I have been there more times than I care to admit.  Not only that, but jobs that disappear because companies close or restructure or just go out of business in the tough competitive market.  I thought I would have a career that had stability, but I've found that is not the case.  When I started, pay rates were higher, but after the economy crashed, and also the 4x per year increase in grads in my area made sure that I would not make again what I had made even as a new grad.  I would say my strategy was to begin to diversify my options.  

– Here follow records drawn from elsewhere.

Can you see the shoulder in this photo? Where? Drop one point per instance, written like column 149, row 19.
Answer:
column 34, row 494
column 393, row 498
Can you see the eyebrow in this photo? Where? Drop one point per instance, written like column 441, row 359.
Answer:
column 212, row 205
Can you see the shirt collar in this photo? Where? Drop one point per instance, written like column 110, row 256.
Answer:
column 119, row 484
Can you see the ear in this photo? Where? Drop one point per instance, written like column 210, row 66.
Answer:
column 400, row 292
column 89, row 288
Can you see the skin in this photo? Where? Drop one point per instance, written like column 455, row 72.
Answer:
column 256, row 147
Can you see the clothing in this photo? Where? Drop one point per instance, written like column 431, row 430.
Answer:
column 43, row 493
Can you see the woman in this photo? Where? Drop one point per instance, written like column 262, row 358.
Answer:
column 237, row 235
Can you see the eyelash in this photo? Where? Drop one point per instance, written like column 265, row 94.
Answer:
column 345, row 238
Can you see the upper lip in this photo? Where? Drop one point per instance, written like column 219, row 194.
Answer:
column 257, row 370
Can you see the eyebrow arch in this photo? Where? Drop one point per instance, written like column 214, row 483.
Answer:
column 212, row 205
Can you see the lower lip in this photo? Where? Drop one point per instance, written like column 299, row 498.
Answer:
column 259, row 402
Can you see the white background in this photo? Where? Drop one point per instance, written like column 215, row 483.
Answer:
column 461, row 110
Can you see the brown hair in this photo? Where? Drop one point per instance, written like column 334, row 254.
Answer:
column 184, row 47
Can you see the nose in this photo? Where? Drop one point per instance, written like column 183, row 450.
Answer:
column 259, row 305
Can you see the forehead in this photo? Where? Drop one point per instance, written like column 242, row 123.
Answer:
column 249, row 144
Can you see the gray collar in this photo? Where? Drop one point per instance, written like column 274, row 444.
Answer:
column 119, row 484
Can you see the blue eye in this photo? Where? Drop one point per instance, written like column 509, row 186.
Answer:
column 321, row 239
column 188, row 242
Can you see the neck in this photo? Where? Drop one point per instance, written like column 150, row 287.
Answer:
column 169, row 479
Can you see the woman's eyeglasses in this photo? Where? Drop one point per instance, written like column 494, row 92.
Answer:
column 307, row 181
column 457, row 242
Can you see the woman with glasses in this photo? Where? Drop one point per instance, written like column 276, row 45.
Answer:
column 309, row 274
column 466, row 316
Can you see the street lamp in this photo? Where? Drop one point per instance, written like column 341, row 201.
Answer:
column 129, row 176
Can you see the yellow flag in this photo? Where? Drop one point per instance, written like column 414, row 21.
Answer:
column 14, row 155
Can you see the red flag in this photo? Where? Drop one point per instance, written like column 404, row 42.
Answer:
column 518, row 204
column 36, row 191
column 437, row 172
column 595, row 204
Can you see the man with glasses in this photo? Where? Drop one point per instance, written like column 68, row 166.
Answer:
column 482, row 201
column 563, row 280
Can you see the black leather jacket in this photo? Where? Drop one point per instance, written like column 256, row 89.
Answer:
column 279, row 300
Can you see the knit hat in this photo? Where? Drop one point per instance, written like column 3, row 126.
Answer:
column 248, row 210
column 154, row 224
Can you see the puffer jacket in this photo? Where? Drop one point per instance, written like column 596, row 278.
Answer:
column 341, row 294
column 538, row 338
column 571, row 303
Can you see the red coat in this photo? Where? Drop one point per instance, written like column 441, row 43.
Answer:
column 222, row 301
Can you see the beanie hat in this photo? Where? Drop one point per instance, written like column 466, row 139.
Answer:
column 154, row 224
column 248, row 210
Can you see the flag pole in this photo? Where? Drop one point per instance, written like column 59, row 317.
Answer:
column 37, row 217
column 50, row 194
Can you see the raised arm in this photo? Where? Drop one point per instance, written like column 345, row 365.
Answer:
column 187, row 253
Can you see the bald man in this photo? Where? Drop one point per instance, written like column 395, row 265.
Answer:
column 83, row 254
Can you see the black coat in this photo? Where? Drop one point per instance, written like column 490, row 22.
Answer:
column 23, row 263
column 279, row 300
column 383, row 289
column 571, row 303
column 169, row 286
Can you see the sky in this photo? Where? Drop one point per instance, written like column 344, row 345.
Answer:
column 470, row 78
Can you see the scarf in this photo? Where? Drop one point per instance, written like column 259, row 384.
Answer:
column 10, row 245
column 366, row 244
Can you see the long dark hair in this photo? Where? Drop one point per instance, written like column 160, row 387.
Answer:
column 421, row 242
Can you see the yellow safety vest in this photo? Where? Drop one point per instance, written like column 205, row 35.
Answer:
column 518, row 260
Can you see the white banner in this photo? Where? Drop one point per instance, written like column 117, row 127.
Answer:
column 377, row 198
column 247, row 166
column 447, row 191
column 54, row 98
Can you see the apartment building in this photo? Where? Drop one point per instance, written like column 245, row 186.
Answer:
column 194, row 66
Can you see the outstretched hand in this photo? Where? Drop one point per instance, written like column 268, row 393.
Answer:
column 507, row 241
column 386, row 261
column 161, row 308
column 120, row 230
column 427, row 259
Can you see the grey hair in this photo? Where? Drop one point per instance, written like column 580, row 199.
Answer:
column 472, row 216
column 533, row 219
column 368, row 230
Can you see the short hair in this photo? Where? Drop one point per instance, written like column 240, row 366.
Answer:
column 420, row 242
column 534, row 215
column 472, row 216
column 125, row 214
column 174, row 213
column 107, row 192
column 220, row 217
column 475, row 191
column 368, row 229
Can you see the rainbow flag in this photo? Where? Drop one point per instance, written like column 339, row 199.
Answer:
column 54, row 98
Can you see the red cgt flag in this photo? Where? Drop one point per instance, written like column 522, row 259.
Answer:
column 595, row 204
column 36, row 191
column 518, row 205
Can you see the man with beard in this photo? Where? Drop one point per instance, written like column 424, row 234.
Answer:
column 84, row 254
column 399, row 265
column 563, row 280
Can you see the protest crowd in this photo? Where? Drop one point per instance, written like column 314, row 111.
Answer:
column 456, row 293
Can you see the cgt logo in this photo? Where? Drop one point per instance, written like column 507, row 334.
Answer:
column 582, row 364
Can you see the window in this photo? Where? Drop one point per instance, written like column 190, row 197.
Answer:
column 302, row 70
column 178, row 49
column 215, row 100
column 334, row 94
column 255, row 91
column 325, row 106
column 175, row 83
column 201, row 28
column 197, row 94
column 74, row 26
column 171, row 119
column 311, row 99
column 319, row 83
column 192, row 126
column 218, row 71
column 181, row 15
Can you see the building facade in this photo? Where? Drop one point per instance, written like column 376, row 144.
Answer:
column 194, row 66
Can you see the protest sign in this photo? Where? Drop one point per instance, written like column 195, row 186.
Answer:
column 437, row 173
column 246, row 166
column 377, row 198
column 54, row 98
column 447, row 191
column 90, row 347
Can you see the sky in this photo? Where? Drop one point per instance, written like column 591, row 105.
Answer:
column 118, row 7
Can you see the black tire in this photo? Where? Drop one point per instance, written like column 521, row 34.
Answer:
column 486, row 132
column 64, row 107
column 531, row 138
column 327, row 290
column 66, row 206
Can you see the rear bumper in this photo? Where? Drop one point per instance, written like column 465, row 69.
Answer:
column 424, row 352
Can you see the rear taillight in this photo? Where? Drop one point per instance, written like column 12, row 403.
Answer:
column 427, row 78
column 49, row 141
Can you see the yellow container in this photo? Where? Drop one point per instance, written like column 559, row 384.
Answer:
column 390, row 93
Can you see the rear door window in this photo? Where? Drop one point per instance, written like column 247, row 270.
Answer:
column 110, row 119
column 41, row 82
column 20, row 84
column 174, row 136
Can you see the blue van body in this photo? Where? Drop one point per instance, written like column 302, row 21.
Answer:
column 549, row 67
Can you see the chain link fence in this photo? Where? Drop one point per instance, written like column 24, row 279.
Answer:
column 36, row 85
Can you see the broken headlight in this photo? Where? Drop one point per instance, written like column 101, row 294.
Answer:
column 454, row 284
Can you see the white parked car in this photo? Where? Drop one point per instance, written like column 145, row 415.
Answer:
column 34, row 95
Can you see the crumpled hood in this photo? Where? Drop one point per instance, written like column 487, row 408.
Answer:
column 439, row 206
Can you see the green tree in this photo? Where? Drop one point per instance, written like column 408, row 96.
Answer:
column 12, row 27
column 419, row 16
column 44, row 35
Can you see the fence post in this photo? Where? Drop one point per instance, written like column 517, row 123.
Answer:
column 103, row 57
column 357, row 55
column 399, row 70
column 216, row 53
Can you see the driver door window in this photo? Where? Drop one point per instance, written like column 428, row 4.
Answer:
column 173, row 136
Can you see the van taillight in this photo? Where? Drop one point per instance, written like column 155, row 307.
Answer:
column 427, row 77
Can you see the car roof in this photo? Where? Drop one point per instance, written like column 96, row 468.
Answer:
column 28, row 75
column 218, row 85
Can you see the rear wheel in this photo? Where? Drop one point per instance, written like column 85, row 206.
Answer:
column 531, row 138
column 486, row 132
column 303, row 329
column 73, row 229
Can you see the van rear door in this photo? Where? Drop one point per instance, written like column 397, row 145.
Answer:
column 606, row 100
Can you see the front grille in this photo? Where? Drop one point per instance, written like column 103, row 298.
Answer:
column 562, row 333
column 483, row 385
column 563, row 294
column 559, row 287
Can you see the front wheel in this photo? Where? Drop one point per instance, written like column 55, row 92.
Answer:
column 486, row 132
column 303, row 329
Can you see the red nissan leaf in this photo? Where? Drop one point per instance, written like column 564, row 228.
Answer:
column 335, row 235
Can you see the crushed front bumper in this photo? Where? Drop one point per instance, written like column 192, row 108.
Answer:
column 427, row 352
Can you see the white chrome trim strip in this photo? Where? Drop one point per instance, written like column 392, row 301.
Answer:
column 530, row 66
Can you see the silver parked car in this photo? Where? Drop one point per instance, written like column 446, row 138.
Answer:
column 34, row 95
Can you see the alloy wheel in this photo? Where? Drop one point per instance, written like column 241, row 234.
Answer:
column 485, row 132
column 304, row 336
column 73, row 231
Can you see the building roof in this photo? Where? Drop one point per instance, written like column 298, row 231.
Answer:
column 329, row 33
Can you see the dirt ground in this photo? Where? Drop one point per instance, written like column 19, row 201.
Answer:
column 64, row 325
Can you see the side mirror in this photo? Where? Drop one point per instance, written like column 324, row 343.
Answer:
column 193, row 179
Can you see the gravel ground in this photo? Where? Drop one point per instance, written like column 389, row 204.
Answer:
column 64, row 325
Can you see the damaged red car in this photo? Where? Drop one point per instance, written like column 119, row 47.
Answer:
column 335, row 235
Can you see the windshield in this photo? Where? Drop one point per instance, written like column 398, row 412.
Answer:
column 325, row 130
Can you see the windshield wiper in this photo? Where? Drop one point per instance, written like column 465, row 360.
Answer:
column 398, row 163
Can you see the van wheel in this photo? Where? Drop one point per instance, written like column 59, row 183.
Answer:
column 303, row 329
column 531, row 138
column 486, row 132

Heather February 1, 2014 1:54 AM

I have been there.  Deep in debt with one income to support five family members (two with disabilities).  First, know the approximate rates in your area.  And negotiate hard.  If a company wants to employ you they will pay for your expertise and experience.  You are right, you often have to change jobs to get a higher income.  Also, if you agree to work weekends some companies may pay a higher rate.  Usually per diem gigs turn into full time employment and you can make a lot of contacts with the more places you sign on. Those contacts will land you a job at a higher rate than what you make now.

One percent is not a horrible raise.  People often expect a 3-5 percent raise and that will not likely happen anytime soon.  Remember the company has to pay for office supplies, computers, insurance, support staff, etc. so you can do your job effectively and the prices for those things keeps increasing.  Think of it this way, if you were not a PTA what would your hourly rate be?